Rev. Dr. Elinor Hare founded the Women’s Advocate Ministry (WAM) in February 1993. Within six months, demands for its unique services warranted the expansion of the program to the courts in Manhattan, Queens and the Bronx. When Dr. Hare retired, Rev. Annie M. Bovian was hired as executive director. WAM’s mission is to provide active outreach, crisis intervention, referral and supportive services to women at the Rose M. Singer Center and their children. WAM’s staff is bilingual and provides services to incarcerated women and their families free of charge.
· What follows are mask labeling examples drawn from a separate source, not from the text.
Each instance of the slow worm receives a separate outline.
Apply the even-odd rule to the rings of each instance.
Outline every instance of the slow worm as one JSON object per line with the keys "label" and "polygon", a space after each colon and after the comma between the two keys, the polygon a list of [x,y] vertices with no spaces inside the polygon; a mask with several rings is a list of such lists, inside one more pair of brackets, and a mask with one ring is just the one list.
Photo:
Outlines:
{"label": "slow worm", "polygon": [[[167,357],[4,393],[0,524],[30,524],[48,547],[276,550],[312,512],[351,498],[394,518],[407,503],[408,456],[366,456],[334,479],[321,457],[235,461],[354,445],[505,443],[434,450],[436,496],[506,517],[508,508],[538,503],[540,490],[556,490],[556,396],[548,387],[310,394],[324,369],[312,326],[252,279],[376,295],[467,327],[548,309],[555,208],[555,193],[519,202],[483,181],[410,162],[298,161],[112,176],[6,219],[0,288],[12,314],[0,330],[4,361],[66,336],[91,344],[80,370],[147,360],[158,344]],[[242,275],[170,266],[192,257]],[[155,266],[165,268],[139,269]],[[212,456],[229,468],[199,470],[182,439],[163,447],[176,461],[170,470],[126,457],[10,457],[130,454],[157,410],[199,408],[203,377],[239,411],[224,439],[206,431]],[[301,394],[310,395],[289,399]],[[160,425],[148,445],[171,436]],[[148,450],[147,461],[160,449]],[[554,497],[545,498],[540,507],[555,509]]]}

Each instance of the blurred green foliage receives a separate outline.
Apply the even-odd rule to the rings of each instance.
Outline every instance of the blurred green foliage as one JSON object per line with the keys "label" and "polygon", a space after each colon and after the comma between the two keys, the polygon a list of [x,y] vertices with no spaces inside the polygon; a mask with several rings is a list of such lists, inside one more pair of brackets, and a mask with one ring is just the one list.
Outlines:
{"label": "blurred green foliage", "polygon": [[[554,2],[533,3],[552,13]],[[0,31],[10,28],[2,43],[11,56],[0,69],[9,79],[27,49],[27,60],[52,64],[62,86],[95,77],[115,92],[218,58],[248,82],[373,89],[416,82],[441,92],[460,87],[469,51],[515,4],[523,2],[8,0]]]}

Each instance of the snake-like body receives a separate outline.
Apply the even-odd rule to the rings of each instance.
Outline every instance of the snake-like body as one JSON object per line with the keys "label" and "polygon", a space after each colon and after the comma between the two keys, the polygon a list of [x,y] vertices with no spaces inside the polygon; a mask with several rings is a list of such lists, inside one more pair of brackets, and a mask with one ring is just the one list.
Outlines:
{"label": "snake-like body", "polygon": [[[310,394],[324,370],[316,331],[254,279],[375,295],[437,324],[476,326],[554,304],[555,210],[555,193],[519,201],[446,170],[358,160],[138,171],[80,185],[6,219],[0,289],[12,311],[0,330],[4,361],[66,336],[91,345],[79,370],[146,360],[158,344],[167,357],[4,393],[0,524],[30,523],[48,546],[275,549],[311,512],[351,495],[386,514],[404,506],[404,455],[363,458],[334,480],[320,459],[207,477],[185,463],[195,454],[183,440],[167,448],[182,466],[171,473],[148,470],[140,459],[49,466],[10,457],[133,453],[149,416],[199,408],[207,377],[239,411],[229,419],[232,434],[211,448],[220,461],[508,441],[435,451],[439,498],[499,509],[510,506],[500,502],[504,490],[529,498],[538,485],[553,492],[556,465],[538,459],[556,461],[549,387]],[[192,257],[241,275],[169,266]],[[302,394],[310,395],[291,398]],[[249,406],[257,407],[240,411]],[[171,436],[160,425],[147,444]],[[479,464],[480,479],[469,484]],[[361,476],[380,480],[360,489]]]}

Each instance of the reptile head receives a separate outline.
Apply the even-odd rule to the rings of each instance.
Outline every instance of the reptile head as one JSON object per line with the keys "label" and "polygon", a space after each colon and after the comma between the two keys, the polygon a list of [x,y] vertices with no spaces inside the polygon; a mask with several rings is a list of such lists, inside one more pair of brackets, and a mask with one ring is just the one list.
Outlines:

WAM’s goal is to continue to develop and implement programs based on the philosophy that it does make a difference in a woman’s future if there is someone standing beside her throughout the arrest, court, prison and re-entry experience. WAM’s objective is to remain client-centered in its programs.
Incarcerated women in New York, like incarcerated women across the United States, are affected by a number of alarming and often tragic realities. As a societal issue, the incarceration of women is a growing problem that has major ramifications for individuals, family members (especially children) and society as a whole. One of the most troubling realities in the criminal justice system today is the sheer number of women who are going to prison. According to the Women in Prison Project in New York City:
• At year-end 2002, an estimated 1,040,000 women were in criminal justice custody, either in prison or jail, or on parole or probation in the United States. Over 97,000 women were incarcerated in state or federal prisons alone – 6.8 percent of all prison inmates.
• As of January 1, 2004 over 2,900 women were incarcerated in New York State Prisons – 4.5 percent of New York State’s total prison population. Another 40,000 were on parole or probation.
• Female inmates are the fastest growing segment of the prison population: from 1977 to 2004, the number of women in New York State prisons increased by approximately 500 percent - a rate of growth more than double the rate for men.